- Other names: Onchestos
- Abode: Boeotia (Onchestus)
- Parents: Poseidon
- Offspring: Abrota and Megareus

= Onchestos (mythology) =

Ancient Greek mythological figure

In Greek mythology, Onchestos or Onchestus (Ancient Greek: Ογχηστός) was the eponymous founder of the city of Onchestos in Boeotia, where the Onchestian Poseidon had a temple and a statue.

== Family ==
Little is known about Onchestos and only two literary sources (Plutarch in Quaestiones Graecae and Pausanias in Description of Greece) gave information about him. In these accounts, he was described as the Boeotian son of Poseidon and father of Megareus and Abrota, wife of King Nisos. Onchestus's son and son-in-law were listed as kings of Megara.

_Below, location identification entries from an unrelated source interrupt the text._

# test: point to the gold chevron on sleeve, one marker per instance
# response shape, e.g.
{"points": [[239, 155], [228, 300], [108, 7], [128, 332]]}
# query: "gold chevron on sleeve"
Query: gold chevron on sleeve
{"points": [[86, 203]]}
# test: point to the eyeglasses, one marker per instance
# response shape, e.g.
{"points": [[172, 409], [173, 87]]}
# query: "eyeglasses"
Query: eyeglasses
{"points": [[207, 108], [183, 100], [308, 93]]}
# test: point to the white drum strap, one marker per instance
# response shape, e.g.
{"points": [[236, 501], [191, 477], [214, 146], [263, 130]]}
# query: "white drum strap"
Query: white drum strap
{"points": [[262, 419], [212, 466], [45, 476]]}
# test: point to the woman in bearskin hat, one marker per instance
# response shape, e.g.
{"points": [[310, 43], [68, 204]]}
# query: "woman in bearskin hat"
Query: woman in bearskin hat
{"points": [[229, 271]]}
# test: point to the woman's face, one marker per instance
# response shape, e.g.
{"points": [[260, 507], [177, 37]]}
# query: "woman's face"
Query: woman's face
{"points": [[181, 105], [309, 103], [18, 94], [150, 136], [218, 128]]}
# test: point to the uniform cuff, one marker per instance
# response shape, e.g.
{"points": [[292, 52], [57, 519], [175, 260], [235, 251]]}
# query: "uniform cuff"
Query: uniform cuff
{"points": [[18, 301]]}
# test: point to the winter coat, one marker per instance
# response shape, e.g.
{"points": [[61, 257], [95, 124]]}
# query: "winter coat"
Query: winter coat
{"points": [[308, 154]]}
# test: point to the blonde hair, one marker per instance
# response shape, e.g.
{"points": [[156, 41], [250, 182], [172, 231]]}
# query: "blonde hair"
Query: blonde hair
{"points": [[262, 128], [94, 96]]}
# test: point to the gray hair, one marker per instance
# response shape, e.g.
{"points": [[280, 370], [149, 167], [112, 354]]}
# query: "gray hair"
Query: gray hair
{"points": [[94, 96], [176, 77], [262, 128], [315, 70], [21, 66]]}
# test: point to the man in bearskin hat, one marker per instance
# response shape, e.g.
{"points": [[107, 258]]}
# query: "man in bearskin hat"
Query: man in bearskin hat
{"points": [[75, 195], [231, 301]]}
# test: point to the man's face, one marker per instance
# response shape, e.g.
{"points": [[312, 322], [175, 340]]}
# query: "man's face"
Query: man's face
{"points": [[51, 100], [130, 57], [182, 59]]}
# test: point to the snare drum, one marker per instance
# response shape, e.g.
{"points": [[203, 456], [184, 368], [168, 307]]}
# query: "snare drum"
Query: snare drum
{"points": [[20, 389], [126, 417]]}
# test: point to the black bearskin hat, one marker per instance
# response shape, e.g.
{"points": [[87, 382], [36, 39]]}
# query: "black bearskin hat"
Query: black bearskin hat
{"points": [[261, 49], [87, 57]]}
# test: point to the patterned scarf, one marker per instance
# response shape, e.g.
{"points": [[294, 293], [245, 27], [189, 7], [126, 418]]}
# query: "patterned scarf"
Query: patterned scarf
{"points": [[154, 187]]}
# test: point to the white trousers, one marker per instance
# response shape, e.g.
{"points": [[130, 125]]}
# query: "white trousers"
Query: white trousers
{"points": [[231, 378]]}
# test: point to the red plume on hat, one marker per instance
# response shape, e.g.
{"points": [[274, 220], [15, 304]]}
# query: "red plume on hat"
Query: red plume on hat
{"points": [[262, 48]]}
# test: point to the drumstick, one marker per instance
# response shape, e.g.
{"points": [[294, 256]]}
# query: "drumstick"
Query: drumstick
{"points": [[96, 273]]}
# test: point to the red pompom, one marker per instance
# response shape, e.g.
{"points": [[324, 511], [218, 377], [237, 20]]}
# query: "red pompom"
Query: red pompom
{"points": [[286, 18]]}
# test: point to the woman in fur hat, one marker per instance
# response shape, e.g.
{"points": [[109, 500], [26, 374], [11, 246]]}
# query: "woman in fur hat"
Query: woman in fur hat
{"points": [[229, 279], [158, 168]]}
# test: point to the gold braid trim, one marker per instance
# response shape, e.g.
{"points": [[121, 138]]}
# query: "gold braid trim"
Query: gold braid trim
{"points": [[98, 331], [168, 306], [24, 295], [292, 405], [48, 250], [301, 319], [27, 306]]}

In some traditions, Onchestus was called the son of Boeotus.

== Mythology ==

=== Plutarch's account ===

When Nisus, from whom Nisaea acquired its name, was king, he took a wife from Boeotia, Habrotê, daughter of Onchestus, the sister of Megareus, a woman who, as it appears, was both exceptionally intelligent and remarkably discreet.

=== Pausanias' account ===

Distant from this mountain fifteen stades are the ruins of the city Onchestus. They say that here dwelt Onchestus, a son of Poseidon. In my day there remained a temple and image of Onchestian Poseidon, and the grove which Homer too praised.

== Grove of Onchestos ==
In ancient times the city of Onchestos was famous for its sanctuary of Poseidon and is mentioned in the famous "Catalogue of Ships" in Homer's Iliad where it is referred to as the god's "bright grove."

In the Homeric Hymns to Apollo the grove is also mentioned:

And further still you went, O far-shooting Apollo, and came to Onchestus, Poseidon's bright grove: there the new-broken colt distressed with drawing the trim chariot gets spirit again, and the skilled driver springs from his car and goes on his way. Then the horses for a while rattle the empty car, being rid of guidance; and if they break the chariot in the woody grove, men look after the horses, but tilt the chariot and leave it there; for this was the rite from the very first. And the drivers pray to the lord of the shrine; but the chariot falls to the lot of the god.